O filme se passa na década de 1970, iniciando sua ação na cidade de Belo Horizonte. O então garoto Roberto Carlos Ramos vive com a mãe e seus nove irmãos em uma favela. A mãe decide levá-lo para a Febem, acreditando em melhores oportunidades para o filho, inclusive dele se tornar um doutor.
Na instituição, Roberto Carlos usa sua criatividade para conseguir mais comida e atenção, e também aprende a impor moral entre os internos.
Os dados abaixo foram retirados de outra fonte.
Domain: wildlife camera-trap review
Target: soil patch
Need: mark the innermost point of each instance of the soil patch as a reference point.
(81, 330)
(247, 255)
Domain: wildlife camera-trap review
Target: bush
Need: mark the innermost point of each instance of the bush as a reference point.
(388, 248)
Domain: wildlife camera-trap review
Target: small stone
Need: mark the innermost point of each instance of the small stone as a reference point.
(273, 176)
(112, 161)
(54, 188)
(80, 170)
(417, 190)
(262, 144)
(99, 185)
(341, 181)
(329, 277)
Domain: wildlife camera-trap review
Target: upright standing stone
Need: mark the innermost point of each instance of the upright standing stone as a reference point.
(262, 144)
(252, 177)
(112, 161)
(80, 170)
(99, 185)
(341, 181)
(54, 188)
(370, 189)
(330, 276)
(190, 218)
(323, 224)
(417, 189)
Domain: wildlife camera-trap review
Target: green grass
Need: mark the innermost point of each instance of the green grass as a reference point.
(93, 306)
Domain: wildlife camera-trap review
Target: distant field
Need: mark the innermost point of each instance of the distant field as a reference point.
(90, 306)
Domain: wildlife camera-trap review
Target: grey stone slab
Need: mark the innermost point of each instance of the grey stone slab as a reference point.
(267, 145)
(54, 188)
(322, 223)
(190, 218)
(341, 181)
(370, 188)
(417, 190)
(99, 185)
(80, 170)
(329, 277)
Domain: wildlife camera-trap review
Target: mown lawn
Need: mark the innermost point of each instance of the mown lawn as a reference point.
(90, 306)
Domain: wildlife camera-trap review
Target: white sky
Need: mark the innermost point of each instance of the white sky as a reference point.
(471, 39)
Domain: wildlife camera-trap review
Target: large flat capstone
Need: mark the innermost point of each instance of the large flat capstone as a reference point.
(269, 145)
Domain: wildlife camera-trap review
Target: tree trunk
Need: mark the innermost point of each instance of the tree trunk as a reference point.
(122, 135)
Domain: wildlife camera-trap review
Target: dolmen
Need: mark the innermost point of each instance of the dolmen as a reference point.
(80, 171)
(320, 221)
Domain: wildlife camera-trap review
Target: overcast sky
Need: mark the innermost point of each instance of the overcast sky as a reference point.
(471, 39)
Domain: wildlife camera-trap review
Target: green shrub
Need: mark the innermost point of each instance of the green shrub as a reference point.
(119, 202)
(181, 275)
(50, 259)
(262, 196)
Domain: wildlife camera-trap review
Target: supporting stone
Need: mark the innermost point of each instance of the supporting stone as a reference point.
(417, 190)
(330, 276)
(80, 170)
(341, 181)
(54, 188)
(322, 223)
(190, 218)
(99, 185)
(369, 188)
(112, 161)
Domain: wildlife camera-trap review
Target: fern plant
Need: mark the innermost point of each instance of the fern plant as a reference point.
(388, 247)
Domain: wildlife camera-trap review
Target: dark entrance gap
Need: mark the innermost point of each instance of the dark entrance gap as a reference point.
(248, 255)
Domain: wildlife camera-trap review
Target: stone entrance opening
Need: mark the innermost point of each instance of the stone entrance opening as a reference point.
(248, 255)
Mas, ao se tornar adolescente, é transferido para outra instituição onde as regras são mais rígidas. Para fugir de castigos físicos, ele e outros internos descobrem o mundo das drogas e de pequenos delitos, fugindo sempre, em toda oportunidade. Seu comportamento é rotulado como irrecuperável pela instituição. Nesse momento de sua vida, aparece a pedagoga francesa Margherit Duvas que, aos poucos, com palavras carinhosas e atitudes educadas, vai conquistando o menino supostamente irrecuperável.
Ela o adota, lhe dando a chance de se alfabetizar, estudar e dar asas à sua criatividade. Ambos vão viver na França. Após concluir seus estudos, Roberto Carlos retorna à Febem, como educador. Ali começa sua história com outras crianças e adolescentes. Ele vai adotando-os e criando uma família numerosa, com vinte filhos adotivos. Alguns ditos irrecuperáveis, como ele, pelas instituições.